8. History’s Most Extreme Female Pirate
Zheng Yi Sao, also known as Ching Shih or Madame Chin (1775 – 1844), was a Chinese Qing Dynasty pirate who terrorized South China in the early nineteenth century. She commanded tens of thousands of outlaws, and was arguably history’s most successful pirate. She challenged the British Empire, the Portuguese Empire, as well as the Chinese Qing Dynasty, and still survived to retire from piracy and into a peaceful life. A former prostitute who married a powerful pirate named Cheng, she participated fully in his piratical activities. Upon his death, she inherited his outlaw realm, and became known as Ching Shih, Chinese for “Cheng’s Widow”.

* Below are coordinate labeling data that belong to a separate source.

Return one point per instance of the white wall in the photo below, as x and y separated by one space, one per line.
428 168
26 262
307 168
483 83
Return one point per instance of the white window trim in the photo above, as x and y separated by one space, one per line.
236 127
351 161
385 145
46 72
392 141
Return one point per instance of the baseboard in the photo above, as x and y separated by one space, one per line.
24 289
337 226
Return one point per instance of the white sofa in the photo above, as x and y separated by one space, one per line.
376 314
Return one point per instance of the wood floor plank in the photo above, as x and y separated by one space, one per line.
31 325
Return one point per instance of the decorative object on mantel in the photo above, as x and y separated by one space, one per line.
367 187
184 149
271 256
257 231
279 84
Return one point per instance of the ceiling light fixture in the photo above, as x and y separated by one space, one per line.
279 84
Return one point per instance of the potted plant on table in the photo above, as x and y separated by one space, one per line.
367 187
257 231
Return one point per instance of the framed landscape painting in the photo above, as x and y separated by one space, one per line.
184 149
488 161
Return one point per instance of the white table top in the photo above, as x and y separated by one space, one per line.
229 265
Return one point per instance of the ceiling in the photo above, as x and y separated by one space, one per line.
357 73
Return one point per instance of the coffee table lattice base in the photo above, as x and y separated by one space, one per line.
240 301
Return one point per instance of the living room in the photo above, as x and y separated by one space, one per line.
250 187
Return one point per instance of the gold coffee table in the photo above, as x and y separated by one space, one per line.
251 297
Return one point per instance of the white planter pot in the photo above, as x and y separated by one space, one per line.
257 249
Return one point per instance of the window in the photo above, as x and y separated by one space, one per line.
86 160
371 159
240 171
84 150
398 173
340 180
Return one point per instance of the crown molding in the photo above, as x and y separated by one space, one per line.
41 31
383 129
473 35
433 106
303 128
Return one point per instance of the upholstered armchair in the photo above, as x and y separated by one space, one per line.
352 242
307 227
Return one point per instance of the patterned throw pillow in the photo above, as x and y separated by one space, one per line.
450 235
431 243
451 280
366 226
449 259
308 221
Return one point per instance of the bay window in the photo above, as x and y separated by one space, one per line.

She was not just a widow who lucked into a huge inheritance: her own legacy as an infamous pirate far exceeded that of her departed husband. Her success owed much to her talent for choosing capable subordinates. The most formidable of them was Cheung Po Tsai (1783 – 1822), whose name translates as “Cheung Po, the Kid”. He was a poor fisherman’s son who was kidnapped at age fifteen by Madame Ching and her husband, and pressed into their crews. The teenager exhibited a precocious talent for the new career suddenly thrust upon him, and rose swiftly through the ranks.